MADISON -- A Minnesota man who sold four rhinoceros feet to an undercover agent in a Hudson parking lot was fined $40,000 Friday in federal court for importing endangered species.
Chang Xiong, 47, of Oakdale, Minn., had purchased parts of elephants and rhinoceros on an overseas auction, which is legal, and imported them into the U.S. on doctored custom forms, which is not, said Assistant U.S. Attorney Daniel Graber.
Once the U.S. Fish & Wildlife Service learned Xiong was selling rhinoceros parts, Graber needed a transaction to occur in Wisconsin to bring him under the jurisdiction of the U.S. Attorney’s office for the Western District of Wisconsin.
A U.S Fish & Wildlife undercover agent chose the Home Depot parking lot in Hudson where he purchased the feet in three buys that took place in July 2016, September 2017 and December 2018.
Xiong, had been a buyer of numerous parts of endangered animals and had many on display in his home, the undercover agent said.
As part of a plea agreement, Xiong surrendered: a horn, five toenails, and three feet of a rhinoceros; a carved elephant tusk, an ivory figurine, two ivory bracelets and one ivory ring, according to court documents.
Xiong had possessed and sold both black and white rhinoceroses, the undercover agent said.
Like the elephant, the rhinoceros is prized in Hmong culture as a charm and functions as a symbol of wealth and prosperity. A rhinoceros horn can fetch $60,000 on the black market, the undercover agent said.
“Per gram, the rhinoceros horn is more expensive than cocaine putting it out of reach to many,” he said.
Instead, Xiong sold the feet of a rhinoceros which each can bring $800 to $2,000, the agent said.
Xiong was indicted in December and pleaded guilty in April to selling two rhinoceros feet that had been unlawfully transported into the U.S.

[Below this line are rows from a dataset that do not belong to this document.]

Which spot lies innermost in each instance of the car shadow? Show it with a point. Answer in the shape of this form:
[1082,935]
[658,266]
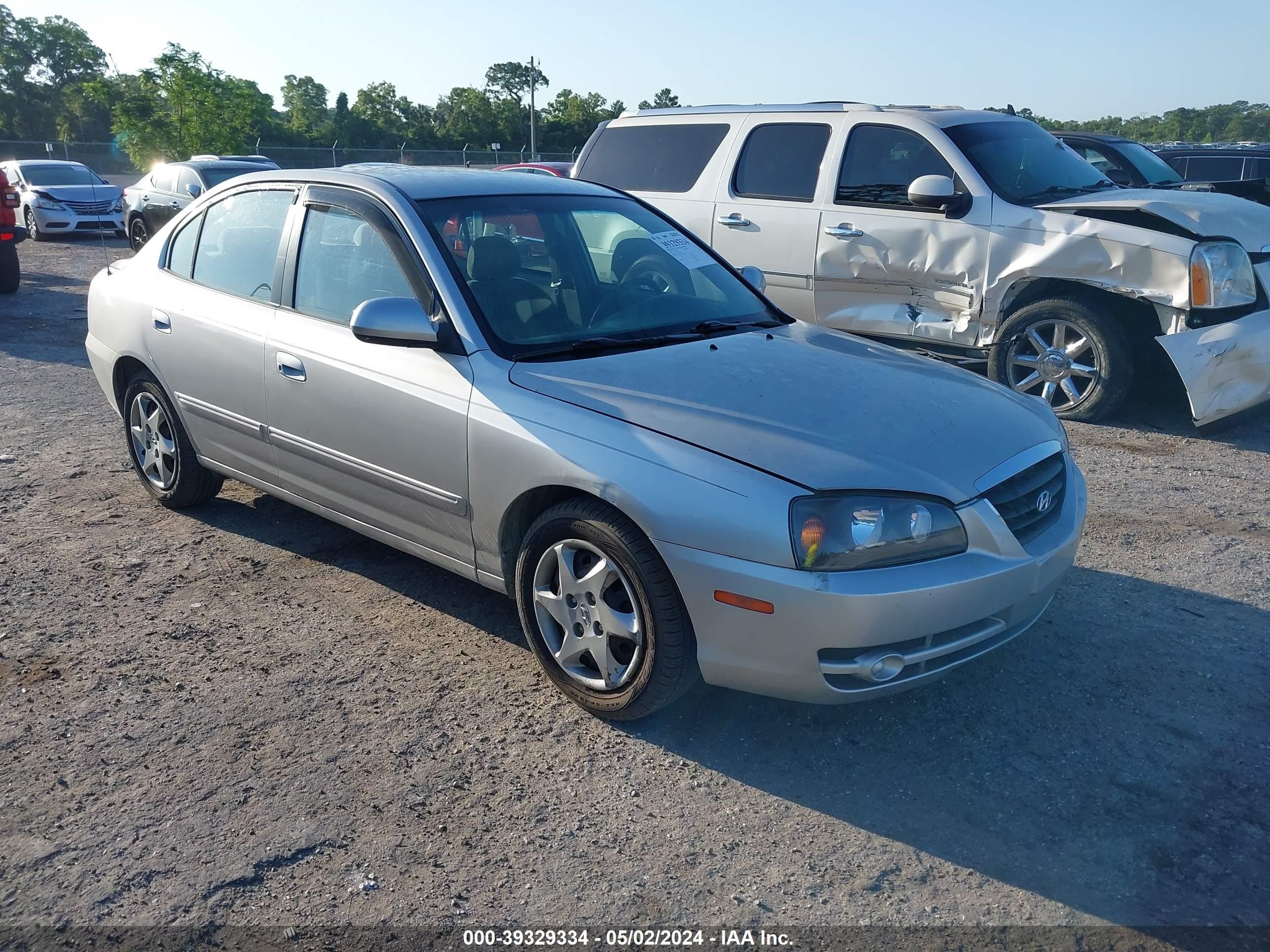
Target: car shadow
[1112,759]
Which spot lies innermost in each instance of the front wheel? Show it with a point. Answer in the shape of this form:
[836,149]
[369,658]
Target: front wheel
[10,272]
[602,613]
[160,450]
[1072,353]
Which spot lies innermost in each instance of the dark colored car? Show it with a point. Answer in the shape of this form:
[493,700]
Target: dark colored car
[153,202]
[10,234]
[561,170]
[1236,172]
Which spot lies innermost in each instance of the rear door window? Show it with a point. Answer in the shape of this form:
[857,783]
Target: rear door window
[238,248]
[881,164]
[666,158]
[1214,168]
[781,160]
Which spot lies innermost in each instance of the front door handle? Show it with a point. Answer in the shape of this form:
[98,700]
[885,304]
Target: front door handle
[291,367]
[844,230]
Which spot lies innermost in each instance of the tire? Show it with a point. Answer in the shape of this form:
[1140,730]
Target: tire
[663,666]
[34,232]
[1090,338]
[10,271]
[191,483]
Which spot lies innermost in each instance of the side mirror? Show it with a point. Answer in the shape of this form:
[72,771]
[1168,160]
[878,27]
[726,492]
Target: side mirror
[936,192]
[394,320]
[755,277]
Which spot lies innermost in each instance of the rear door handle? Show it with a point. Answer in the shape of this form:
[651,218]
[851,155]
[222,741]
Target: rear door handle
[844,230]
[291,367]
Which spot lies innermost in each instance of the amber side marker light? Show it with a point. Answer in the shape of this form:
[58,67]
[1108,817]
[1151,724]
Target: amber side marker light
[750,605]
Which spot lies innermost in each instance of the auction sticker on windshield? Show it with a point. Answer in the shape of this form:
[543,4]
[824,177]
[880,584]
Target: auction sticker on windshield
[680,248]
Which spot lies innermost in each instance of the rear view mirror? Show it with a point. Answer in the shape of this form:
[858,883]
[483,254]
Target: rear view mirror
[936,192]
[755,277]
[394,320]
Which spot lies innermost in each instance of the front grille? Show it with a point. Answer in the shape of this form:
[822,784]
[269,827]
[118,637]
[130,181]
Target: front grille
[89,207]
[1019,499]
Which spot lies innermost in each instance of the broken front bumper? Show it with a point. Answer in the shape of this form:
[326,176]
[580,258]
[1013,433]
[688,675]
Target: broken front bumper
[1226,367]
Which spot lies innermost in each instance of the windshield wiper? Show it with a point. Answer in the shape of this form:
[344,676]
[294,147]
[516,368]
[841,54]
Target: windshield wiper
[590,345]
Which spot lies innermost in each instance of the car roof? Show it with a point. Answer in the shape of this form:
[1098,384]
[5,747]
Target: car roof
[423,182]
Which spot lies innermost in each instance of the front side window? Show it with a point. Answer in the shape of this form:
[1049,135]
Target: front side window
[654,158]
[1024,164]
[181,254]
[1214,168]
[781,160]
[343,262]
[569,273]
[54,174]
[239,243]
[882,162]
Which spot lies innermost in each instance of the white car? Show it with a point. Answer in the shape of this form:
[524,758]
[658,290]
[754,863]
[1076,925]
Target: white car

On Friday, both Graber and Xiong’s attorney in Madison, Timothy Kiefer, declined to elaborate on the sentencing memorandum that Graber had filed under seal with the court.

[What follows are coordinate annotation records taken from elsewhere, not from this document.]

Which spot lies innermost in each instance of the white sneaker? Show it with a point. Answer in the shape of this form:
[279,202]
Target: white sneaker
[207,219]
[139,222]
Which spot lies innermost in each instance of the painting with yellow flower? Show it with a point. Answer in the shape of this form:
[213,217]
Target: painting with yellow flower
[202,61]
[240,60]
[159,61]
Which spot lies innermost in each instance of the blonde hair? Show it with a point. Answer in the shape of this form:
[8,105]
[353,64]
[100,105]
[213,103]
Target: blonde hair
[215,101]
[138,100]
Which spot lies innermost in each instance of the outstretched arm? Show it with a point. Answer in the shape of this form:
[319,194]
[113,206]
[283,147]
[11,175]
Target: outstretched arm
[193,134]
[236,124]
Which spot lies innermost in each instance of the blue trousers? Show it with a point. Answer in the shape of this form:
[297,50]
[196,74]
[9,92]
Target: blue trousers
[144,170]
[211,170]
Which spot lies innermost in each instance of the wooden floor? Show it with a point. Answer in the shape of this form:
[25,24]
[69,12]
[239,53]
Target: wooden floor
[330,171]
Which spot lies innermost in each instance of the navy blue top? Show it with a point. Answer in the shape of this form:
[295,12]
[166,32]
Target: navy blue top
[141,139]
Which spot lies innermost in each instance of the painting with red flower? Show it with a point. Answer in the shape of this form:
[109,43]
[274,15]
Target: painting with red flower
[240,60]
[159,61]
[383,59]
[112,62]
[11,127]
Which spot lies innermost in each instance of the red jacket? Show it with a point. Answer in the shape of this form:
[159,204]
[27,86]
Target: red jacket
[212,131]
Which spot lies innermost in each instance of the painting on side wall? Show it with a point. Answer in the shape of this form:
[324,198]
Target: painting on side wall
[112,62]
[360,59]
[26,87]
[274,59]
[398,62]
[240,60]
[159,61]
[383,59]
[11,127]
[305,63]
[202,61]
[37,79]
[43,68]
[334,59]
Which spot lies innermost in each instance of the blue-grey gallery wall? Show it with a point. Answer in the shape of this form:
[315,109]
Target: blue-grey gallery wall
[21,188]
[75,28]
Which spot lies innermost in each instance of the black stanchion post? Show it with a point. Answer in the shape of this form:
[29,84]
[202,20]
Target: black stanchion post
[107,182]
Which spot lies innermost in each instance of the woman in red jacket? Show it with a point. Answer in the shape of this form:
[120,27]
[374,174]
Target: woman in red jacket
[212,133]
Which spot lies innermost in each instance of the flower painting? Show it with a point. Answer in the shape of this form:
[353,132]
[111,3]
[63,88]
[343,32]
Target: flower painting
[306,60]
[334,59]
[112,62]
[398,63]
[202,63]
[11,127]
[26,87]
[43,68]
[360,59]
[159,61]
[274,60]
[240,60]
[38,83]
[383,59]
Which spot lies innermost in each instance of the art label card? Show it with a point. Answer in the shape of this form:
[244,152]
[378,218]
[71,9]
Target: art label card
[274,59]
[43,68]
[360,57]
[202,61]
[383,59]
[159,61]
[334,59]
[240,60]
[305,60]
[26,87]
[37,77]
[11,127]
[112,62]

Graber later said he did so to protect the identity of those who helped to disclose Xiong’s crime.
Through an interpreter, Xiong also declined to make a statement.

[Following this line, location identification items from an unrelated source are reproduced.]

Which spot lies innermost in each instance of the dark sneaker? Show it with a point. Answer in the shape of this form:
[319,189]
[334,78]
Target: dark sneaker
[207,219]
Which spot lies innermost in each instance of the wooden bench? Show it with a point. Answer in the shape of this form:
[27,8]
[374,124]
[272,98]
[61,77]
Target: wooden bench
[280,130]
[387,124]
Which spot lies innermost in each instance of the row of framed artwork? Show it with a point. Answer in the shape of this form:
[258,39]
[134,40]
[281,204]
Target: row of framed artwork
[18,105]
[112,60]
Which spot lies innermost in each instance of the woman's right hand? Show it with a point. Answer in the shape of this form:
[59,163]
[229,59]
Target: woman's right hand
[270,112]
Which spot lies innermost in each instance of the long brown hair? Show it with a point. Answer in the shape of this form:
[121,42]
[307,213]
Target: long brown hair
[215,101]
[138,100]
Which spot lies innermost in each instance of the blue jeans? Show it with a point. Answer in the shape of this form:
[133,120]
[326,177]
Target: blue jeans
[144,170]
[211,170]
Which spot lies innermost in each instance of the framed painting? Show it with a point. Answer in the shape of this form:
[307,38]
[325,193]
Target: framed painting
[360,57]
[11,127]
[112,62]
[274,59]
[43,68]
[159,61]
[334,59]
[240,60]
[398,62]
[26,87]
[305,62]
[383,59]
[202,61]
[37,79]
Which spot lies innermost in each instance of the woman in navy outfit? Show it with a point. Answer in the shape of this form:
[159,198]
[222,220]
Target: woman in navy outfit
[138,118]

District Judge William Conley told Xiong that he had “otherwise lived an exemplary life,” working 23 years as a machine operator, marrying and raising three children and providing for his parents and a disabled brother.
However, while the Hmong culture may treat the elephant and rhinoceros differently, they are protected under U.S. law and Xiong needs to respect that, Conley said.
Normally, the number of sales and animals involved in Xiong’s case would result in a sentence of up to one year in prison and probation. But, Conley noted that didn’t apply due to Xiong’s “clean record,” steady employment history and cooperation with authorities after his arrest.
The judge told him not to reoffend or a prison “would almost be a certainty.”
The $40,000 fine was at the top of the advisory guideline range which Conley said he imposed to deter Xiong and others from selling animals on the endangered species list and as a measure of the seriousness of the offense.